Gujjar agitation, once again

December 27, 2010 10:57 pm | Updated November 28, 2021 08:46 pm IST

The ongoing agitation by the Gujjar community in Rajasthan is a reminder of the dangers of playing competitive caste politics. The immediate provocation for the agitation, which has erupted time and again on the reservation issue over the past five years, was the State government's decision to recruit people for 100,000 posts — jobs to which the Gujjars, who have been demanding a five per cent reservation, want the quota extended. Although both the ruling Congress and the Bharatiya Janata Party declare their commitment to giving them a five per cent quota in government jobs and educational institutions, the problem lies in giving effect to this. At one level there is the legal impediment, something the Rajasthan High Court called attention to recently when it stayed the operation of a 2008 Act that provided reservations for various caste groups, including the Gujjars. The level of reservation under this please-all Act, which earmarked quotas for poor upper castes as well, increased to 68 per cent, considerably above the 50 per cent limit set by the Supreme Court in the Mandal case. At another level there are serious practical problems about extending a special quota for Gujjars. It was the Rajasthan unit of the BJP that promised to include Gujjars, a pastoral community, in the Scheduled Tribes list in the run-up to the 2003 election, which it won. But the violent opposition this evoked from the numerically stronger Meena community saw the State government back down.

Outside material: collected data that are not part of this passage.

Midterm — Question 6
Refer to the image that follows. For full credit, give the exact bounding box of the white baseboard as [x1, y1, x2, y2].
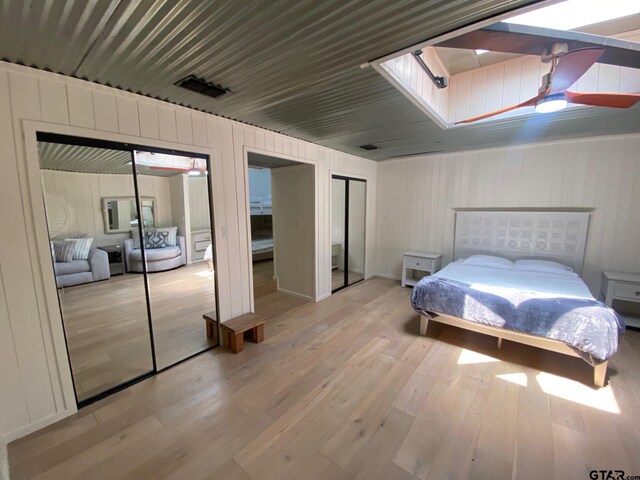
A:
[4, 407, 75, 443]
[277, 288, 315, 302]
[372, 272, 401, 281]
[316, 292, 331, 302]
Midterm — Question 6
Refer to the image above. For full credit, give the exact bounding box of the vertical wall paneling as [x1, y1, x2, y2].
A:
[0, 60, 377, 441]
[138, 102, 160, 139]
[67, 84, 95, 129]
[38, 78, 69, 125]
[92, 91, 118, 133]
[115, 96, 140, 136]
[272, 164, 316, 298]
[375, 134, 640, 295]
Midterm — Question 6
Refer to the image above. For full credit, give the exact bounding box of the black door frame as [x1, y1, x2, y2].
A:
[331, 175, 366, 294]
[37, 132, 221, 408]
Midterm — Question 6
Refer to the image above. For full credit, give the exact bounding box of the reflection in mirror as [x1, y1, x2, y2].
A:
[347, 180, 366, 285]
[132, 150, 217, 369]
[38, 141, 154, 404]
[331, 177, 347, 291]
[103, 197, 155, 233]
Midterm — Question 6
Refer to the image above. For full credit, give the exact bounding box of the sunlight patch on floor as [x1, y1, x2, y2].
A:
[457, 348, 501, 365]
[496, 372, 528, 387]
[536, 372, 621, 414]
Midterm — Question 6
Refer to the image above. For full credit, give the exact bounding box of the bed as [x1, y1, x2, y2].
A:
[411, 210, 624, 387]
[252, 235, 274, 261]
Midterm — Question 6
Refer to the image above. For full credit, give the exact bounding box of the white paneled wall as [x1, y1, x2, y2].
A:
[375, 133, 640, 295]
[272, 164, 316, 299]
[448, 55, 640, 123]
[41, 170, 173, 245]
[0, 61, 376, 441]
[188, 176, 211, 231]
[380, 47, 449, 126]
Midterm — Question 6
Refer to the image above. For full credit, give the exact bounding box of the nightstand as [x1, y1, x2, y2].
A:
[601, 271, 640, 329]
[402, 251, 442, 287]
[98, 245, 124, 276]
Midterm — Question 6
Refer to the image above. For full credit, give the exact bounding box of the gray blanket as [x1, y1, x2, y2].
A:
[411, 276, 624, 365]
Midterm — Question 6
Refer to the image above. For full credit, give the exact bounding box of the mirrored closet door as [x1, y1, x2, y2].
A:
[38, 139, 155, 405]
[37, 133, 219, 407]
[133, 150, 217, 370]
[331, 175, 366, 293]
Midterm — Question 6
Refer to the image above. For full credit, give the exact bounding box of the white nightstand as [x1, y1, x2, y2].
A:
[601, 271, 640, 329]
[402, 251, 442, 287]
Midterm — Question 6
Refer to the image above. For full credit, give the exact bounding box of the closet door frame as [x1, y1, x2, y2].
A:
[36, 132, 221, 408]
[331, 175, 366, 294]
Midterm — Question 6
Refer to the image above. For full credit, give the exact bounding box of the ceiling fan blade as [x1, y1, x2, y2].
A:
[455, 93, 544, 124]
[566, 90, 640, 108]
[549, 47, 604, 94]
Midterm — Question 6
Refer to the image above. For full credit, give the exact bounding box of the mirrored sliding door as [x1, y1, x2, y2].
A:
[133, 150, 217, 370]
[38, 139, 155, 405]
[331, 175, 366, 293]
[37, 133, 219, 407]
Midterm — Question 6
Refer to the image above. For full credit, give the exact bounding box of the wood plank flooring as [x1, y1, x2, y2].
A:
[9, 278, 640, 480]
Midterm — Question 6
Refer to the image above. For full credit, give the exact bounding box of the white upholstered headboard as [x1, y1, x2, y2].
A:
[454, 210, 590, 274]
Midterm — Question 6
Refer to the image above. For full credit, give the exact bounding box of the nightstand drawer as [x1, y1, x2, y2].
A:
[614, 282, 640, 301]
[405, 256, 432, 270]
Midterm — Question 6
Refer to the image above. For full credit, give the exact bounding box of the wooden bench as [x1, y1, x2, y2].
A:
[203, 311, 218, 342]
[204, 312, 265, 354]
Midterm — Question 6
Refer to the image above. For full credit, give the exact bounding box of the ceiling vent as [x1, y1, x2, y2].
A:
[359, 144, 380, 151]
[175, 75, 228, 99]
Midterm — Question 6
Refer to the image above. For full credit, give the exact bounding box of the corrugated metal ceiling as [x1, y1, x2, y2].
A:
[3, 0, 640, 160]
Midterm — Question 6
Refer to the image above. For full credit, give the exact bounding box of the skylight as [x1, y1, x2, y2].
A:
[504, 0, 640, 31]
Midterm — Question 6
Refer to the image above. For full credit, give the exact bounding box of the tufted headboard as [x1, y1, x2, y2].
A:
[453, 210, 591, 274]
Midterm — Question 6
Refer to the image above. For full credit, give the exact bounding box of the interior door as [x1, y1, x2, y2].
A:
[331, 175, 366, 293]
[133, 150, 218, 370]
[347, 179, 366, 286]
[37, 138, 155, 406]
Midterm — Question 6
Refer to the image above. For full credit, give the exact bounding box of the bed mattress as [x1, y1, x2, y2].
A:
[411, 261, 624, 364]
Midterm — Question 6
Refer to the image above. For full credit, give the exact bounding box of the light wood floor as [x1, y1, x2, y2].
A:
[58, 262, 216, 401]
[331, 268, 365, 291]
[253, 259, 277, 298]
[10, 278, 640, 480]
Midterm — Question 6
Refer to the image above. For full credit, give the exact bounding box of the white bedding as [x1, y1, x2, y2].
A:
[252, 238, 273, 254]
[434, 261, 594, 300]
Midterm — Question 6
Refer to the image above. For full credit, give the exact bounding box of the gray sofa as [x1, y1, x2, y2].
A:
[54, 246, 110, 288]
[124, 235, 187, 273]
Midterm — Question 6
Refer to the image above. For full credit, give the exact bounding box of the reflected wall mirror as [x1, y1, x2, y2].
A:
[102, 197, 155, 233]
[37, 132, 219, 407]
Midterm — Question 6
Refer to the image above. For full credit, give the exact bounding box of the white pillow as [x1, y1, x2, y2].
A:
[513, 259, 573, 275]
[65, 237, 93, 260]
[460, 255, 513, 269]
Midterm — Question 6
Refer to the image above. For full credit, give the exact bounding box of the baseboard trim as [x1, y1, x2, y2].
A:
[316, 292, 331, 302]
[372, 273, 401, 281]
[4, 407, 75, 443]
[277, 288, 315, 302]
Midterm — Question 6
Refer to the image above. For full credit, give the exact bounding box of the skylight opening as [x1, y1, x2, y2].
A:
[475, 49, 489, 55]
[504, 0, 640, 31]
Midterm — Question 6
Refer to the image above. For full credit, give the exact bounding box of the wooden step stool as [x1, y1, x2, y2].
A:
[203, 311, 218, 342]
[218, 313, 265, 354]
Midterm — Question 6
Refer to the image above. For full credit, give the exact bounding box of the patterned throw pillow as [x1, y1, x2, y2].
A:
[65, 237, 93, 260]
[52, 240, 78, 263]
[144, 231, 169, 249]
[155, 227, 177, 246]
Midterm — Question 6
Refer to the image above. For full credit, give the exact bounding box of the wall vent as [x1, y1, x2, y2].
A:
[175, 75, 228, 99]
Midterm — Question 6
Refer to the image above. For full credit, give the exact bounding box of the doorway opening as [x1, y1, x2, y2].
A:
[247, 152, 315, 311]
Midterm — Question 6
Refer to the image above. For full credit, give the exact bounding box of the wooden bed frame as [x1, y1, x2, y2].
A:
[421, 210, 609, 388]
[419, 313, 607, 387]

While the violence and disruption that has attended Gujjar agitations for reservation must be roundly condemned, it must be recognised that the resentment of the community is largely a result of cynical vote-seeking politics. The anger and political consolidation within the community assumed worrying dimensions only after the Vajpayee government decided to reclassify Jats as an ‘Other Backward Class'. Having promised the Gujjars ST status in 2003, BJP Chief Minister Vasundhara Raje was forced to expend considerable time and energy in trying to appease the community with all manner of sops. Eventually, she bought time by declaring a new quota regime that classified Gujjars as a “separate backward community,” a proposal that found expression in the legally unsustainable 2008 Act that now stands suspended by the Rajasthan High Court. In a bid to woo communities, political parties often forget that the reservation pie is limited and that any attempt to provide quotas for one community will have adverse implications for others. This is exactly what has happened in Rajasthan. And the cost has been an intermittent cycle of agitation, social unrest, and violence.